Hybrid cars save lots of gas,
but they still cost considerably more than non-hybrids, which makes them too
expensive for many consumers. The Honda Civic Hybrid, for instance, starts at
$24,200, the normal Civic just $15,955—a 51-percent difference. The Chevy Volt,
a plug-in hybrid, costs $40,000. The market’s response speaks volumes: GM’s
goal was to sell 45,000 Volts this
year; the automaker is on pace to sell 9,600.
Likewise,
hydrogen offers great promise, but the costs remain prohibitive. And the infrastructure
and distribution channels are nowhere close to what’s needed to serve the
post-petro economy.
The
well-intentioned but costly examples of government-funded alternatives—from Solyndra’s
solar-powered bankruptcy, to ethanol’s endless subsidies, to wind power’s
bird-killing side-effects—only serve to underscore how efficient and cost-effective
petroleum and other fossil fuels are by comparison.

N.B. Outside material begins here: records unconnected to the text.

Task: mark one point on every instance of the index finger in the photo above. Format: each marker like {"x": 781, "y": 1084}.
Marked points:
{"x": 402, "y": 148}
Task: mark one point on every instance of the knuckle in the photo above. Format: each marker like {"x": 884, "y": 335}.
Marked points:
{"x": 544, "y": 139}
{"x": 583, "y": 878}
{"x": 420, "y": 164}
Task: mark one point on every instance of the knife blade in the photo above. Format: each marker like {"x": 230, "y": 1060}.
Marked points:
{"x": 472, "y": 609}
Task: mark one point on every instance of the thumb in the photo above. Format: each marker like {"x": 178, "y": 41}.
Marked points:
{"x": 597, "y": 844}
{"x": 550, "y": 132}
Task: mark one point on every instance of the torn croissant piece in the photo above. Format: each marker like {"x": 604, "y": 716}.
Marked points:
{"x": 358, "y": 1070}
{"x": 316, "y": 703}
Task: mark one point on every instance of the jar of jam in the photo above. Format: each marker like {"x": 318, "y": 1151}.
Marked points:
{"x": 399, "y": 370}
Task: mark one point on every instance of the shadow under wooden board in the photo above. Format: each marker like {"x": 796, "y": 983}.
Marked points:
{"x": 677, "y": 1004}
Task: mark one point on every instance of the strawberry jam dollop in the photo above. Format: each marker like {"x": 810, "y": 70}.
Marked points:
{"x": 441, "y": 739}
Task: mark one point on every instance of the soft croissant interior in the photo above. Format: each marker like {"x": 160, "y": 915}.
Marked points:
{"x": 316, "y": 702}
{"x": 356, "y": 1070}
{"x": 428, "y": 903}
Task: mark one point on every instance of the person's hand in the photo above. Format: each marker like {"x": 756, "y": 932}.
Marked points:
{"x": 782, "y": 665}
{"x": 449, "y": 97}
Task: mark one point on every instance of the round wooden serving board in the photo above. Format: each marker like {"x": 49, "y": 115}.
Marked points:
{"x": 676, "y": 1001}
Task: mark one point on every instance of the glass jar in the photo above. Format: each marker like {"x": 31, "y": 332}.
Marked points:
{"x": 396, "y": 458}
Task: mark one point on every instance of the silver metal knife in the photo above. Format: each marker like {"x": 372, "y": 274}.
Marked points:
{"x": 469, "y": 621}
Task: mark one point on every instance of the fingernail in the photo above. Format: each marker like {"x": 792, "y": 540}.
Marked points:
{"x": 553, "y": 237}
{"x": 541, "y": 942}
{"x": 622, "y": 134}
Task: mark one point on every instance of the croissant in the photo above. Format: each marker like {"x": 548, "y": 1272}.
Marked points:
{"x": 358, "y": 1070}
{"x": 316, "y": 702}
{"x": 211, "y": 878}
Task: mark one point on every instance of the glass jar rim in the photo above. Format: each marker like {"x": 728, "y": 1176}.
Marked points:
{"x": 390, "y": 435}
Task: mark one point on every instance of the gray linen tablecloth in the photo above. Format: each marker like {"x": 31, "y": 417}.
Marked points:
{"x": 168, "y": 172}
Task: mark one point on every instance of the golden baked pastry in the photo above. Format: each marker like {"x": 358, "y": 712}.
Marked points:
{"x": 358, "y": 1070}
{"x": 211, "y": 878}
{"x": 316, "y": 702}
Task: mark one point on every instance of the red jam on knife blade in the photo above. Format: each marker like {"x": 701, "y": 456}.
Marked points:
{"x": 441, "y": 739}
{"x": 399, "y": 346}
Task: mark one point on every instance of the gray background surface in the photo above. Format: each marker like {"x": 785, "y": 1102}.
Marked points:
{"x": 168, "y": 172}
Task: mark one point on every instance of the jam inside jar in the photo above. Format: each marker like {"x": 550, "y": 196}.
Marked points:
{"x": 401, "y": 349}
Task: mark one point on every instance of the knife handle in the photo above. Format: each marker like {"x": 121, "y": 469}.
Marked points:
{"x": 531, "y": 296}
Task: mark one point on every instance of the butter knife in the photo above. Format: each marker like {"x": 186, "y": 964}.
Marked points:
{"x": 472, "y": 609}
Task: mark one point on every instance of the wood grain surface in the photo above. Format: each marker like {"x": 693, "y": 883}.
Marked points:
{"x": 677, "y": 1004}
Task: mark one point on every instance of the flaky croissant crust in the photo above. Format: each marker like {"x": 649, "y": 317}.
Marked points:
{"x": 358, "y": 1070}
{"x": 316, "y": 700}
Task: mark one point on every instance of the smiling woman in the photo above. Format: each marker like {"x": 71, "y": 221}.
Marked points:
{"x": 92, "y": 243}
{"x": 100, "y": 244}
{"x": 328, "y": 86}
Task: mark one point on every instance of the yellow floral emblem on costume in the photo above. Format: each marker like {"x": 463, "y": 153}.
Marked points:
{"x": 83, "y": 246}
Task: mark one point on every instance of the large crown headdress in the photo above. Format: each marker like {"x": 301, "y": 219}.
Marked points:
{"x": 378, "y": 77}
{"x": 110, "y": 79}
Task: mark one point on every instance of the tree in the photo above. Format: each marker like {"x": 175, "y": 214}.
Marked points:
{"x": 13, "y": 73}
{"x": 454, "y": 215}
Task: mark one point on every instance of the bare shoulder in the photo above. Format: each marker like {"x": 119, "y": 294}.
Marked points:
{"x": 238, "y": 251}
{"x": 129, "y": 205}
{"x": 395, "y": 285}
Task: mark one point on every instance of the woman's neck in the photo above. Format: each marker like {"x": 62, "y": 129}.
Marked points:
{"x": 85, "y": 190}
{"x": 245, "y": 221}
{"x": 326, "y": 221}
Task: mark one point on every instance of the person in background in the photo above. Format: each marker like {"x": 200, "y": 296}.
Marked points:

Fully exploiting domestic oil
reserves is not the only solution to our energy woes, but it must be viewed as
the main ingredient until an economical, dependable, free-market alternative is
developed.
Vast reservoirs of domestic
oil remain untapped because, as Samuelson puts it, “environmental purity and
energy practicality are at odds.”
Environmental groups, for
instance, are staunchly opposed to oil-sands and oil-shale development, which
helps explain why the president opposed the Keystone XL pipeline extension—it
would have carried oil derived from Canada’s oil-sands—and why his
administration has reducedthe acreage set aside for oil-shale development. In addition, the EPA used its
power over air permits to delay drilling in Alaska. Drilling permits have decreased by 36
percent under the Obama administration. And Washington has imposed a moratoriumon new offshore drilling, while some states have blocked offshore development.
If
Americans want to know what a genuine commitment to oil exploration and
production looks like, they need look no further than this hemisphere. Alberta is converting
its oil-sands into 1.31 million barrels of oil per day, building toward 3
million barrels per day by 2020. Deep-water drilling and a $1-trillion investment
have positioned Brazil
to become a top
5 oil-producing nation by 2020.
It all comes down to will.
*Dowd is a senior fellow with the American Security Council Foundation, where he writes The Dowd Report, a monthly review of international events and their impact on U.S. national security.